Но ничего не решалось. Отпуск кончался, надежды прекращали кипение свое, я возвращался назад, под страшные, грозные и прекрасные своды экваториальных моих лесов, и все становилось как прежде.

Чем занимался он эти двенадцать лет? Не знаю. До сих пор я ничего не знаю об этом, можешь ты себе представить такое? Он не рассказывал мне об этом раньше, он не желает говорить об этом сейчас. По-моему, он стыдится вспоминать эти свои годы.

...Ходил на ночные охоты за подонками. Вызывал огонь на себя. Они накидывались на него, как бешеные псы, и он как псов убивал их. Стоял, трупно-зеленый, похожий на вурдалака, на зомби, ни микрокиллера в заводе, и наблюдал, медленно наслаждаясь, как лопаются поганые их башки и дымящаяся жижа разлетается по мостовой липким веером?.. Не знаю. Вряд ли. Но ведь — ВОЗМОЖНО!

...А может быть — просто пил по-черному? В отчаянии, что может убивать, а больше не может ничего. Ощущая невероятную мощь свою и — абсолютную беспомощность свою в то же время... Может быть. Очень даже может быть. Но не только же это.

...Или — спокойно, не торопясь, в охотку — разрабатывал свою ТЕОРИЮ ЭЛИТЫ, которая позже привела тебя — помнишь? — в такое негодование, почти детское. Ты ведь у нас — демократ. Но многим нравилась эта теория и нравится сейчас. А в политике ведь как? Не важно, правду ли ты говоришь, важно, чтобы как можно больше людей соглашалось считать это правдой... Да и не интересует людей правда. Они только хотят, чтобы им сделали красиво...

А может быть, вообще ничего этого не было? Работал себе по основной специальности, писал свои программы, делал карьеру — он ведь и докторскую за эти годы защитил, и завсектором сделался в конце концов... Он ведь всегда был трудолюбив, и всегда ему нравилась его работа.

А может быть, было ВСЕ ЭТО ВМЕСТЕ и еще многое, о чем я не способен даже догадаться? Не знаю.
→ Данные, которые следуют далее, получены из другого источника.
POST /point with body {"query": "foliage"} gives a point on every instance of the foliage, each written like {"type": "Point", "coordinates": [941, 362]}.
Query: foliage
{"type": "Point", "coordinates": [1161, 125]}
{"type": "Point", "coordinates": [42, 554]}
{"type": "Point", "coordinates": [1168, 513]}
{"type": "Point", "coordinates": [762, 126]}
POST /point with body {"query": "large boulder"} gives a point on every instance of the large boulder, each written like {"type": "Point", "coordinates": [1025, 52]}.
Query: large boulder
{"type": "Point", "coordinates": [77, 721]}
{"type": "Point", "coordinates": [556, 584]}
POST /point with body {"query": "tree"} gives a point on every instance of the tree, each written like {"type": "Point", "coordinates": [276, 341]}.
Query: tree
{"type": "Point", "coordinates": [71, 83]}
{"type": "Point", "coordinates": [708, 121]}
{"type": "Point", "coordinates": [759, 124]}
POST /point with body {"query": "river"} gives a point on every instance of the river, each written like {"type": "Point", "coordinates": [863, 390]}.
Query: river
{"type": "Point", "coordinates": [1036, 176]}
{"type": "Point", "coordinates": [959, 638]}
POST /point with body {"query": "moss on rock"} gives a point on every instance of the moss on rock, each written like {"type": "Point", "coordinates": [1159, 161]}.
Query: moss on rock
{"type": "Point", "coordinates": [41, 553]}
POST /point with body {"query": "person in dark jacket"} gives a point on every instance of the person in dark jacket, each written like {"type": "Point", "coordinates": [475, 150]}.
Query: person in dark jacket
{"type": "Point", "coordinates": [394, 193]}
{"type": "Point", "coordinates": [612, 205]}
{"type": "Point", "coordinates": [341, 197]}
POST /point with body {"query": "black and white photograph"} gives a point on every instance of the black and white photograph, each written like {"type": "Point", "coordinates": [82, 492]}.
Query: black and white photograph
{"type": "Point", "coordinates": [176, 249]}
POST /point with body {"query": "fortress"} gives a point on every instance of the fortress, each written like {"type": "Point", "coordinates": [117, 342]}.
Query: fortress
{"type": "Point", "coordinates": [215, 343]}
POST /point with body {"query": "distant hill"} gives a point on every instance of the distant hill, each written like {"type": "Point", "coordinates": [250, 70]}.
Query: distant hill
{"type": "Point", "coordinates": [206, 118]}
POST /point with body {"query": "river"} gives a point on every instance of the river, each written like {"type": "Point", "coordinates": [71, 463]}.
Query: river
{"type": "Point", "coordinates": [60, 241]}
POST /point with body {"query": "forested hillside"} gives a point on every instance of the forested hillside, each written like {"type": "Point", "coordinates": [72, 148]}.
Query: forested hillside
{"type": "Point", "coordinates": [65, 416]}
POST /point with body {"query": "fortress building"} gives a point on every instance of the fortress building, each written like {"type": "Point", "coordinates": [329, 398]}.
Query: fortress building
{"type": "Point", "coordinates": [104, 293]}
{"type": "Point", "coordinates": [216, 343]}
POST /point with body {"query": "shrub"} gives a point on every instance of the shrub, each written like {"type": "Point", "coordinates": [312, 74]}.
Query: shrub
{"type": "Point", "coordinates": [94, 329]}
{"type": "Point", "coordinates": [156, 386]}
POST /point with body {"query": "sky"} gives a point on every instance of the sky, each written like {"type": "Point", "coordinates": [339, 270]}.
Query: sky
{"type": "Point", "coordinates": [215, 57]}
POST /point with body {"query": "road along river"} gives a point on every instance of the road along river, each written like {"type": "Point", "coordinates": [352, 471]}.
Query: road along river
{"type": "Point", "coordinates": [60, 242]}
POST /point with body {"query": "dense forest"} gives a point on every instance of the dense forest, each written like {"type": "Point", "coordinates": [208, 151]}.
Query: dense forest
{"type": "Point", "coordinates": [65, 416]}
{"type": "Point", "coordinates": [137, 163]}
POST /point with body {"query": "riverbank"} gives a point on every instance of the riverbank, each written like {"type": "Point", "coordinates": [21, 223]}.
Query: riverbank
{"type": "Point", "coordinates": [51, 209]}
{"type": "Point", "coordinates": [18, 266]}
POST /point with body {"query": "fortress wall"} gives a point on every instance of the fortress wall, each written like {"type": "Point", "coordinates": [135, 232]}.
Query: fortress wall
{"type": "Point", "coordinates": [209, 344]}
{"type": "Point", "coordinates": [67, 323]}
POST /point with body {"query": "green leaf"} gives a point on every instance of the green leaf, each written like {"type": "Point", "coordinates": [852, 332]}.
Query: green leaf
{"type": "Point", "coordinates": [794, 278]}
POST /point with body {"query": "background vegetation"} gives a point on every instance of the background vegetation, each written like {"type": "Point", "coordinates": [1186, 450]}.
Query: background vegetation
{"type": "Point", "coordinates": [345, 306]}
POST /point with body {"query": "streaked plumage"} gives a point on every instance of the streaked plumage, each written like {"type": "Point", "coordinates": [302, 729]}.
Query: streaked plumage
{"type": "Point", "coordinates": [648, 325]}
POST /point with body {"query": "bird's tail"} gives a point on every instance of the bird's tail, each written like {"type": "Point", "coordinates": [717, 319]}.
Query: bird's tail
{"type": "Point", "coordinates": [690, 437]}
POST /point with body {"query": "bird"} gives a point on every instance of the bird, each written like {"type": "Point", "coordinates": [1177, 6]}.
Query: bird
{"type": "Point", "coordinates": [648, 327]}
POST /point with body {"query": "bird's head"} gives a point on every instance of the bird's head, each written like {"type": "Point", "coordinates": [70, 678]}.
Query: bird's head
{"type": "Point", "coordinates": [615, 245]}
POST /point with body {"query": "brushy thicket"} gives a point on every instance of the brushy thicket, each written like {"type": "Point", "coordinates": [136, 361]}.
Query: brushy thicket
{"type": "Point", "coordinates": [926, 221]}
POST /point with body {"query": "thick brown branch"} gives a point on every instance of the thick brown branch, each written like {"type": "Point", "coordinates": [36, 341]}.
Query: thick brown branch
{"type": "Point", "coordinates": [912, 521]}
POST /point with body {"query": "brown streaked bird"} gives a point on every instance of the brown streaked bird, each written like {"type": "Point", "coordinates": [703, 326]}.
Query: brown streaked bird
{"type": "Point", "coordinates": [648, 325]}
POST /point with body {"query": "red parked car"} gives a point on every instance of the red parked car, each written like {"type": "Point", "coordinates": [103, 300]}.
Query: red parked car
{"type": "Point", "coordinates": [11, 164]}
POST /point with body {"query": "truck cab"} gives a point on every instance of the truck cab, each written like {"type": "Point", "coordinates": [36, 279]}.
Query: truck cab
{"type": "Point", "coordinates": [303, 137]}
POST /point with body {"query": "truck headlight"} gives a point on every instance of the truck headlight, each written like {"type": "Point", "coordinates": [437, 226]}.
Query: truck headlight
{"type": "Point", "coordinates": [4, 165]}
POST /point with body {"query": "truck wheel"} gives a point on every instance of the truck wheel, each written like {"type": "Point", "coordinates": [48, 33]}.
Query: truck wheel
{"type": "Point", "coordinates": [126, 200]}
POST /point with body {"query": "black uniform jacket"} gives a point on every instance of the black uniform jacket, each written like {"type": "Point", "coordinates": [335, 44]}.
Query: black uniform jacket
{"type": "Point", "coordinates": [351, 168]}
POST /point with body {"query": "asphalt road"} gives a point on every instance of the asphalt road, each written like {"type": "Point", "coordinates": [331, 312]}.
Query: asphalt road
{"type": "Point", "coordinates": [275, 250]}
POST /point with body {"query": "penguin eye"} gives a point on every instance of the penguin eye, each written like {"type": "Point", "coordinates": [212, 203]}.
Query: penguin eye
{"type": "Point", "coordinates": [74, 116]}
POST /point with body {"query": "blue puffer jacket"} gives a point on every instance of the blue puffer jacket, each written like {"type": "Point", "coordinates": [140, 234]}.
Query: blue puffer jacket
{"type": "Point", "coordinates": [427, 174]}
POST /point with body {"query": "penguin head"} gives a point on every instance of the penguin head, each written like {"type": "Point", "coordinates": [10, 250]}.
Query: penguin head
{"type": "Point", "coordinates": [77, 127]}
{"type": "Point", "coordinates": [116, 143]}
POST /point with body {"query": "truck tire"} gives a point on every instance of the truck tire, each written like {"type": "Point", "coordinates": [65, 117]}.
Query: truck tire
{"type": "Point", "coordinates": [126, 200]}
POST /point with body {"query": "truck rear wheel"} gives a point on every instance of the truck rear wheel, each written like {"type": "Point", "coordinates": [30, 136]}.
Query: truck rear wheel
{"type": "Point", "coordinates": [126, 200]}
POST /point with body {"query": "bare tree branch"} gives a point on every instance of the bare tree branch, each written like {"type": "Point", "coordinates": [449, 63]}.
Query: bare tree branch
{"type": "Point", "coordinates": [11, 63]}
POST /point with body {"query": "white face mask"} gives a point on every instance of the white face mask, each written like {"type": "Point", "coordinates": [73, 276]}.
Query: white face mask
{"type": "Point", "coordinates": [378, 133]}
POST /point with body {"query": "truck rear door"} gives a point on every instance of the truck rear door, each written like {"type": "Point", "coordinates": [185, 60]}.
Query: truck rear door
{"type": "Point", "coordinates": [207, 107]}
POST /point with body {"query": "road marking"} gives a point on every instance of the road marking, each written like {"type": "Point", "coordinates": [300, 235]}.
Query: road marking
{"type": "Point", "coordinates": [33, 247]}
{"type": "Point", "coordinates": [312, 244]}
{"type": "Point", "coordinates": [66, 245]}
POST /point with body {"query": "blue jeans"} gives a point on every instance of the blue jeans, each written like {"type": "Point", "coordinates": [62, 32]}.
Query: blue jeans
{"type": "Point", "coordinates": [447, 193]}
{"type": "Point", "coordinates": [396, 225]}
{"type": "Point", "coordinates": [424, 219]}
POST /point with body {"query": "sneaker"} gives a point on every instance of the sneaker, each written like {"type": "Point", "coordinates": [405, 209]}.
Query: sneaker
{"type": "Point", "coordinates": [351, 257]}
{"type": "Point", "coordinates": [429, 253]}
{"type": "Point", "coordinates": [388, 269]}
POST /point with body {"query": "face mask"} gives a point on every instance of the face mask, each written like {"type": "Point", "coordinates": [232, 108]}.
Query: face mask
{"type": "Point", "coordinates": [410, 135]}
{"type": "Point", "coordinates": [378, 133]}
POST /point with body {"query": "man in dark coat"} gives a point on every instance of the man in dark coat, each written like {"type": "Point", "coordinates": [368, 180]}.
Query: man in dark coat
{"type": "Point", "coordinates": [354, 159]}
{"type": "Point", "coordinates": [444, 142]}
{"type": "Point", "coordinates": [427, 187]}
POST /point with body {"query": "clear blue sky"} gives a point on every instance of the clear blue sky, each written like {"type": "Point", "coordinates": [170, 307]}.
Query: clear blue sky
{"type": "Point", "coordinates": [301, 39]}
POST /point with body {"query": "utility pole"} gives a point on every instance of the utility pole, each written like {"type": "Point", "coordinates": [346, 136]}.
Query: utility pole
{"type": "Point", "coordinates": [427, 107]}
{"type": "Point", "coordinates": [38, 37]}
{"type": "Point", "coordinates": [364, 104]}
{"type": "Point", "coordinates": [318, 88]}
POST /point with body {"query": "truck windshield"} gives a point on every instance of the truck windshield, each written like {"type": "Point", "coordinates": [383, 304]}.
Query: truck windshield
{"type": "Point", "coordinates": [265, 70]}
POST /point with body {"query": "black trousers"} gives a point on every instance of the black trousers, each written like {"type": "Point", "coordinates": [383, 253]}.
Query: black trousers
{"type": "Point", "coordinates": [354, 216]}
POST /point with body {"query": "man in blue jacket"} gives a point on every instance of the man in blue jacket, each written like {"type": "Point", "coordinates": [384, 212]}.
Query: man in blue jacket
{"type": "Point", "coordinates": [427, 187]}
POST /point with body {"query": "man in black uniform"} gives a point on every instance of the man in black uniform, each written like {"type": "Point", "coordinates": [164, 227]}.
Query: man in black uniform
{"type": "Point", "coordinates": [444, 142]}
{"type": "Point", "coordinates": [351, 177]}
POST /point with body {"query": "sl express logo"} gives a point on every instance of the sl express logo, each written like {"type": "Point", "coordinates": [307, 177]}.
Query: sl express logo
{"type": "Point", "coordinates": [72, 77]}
Мы с ним расстались тогда словно навсегда и действительно не виделись долго — больше трех лет. До моего первого отпуска. Помнишь, я приехал и привез тебе щит масая и настоящее африканское копье? Это и был первый мой приезд, когда я с ним увиделся вновь. До этого мы даже не переписывались. Я не хотел рисковать, не хотел привлекать излишнее внимание к себе, не хотел привлекать к нему излишнее внимание, хотя вообще-то всегда мог бы сослаться на служебную необходимость поддерживать контакт с потенциальным ценным кадром. Но я не хотел, чтобы еще кто-то знал о нем, приглядывался к нему, брал его на контроль. Мне хватало и Ведьмака в моих ночных кошмарах. Кстати, вот с Ведьмаком я переписку как раз пытался затеять, но без особого успеха: я послал ему три письма, он ответил мне одним-единственным, с оказией, — письмецо оказалось пустяковенькое, какие-то дурацкие просьбы по поводу сувениров, а потом он, получив свои сувениры, и вовсе замолчал.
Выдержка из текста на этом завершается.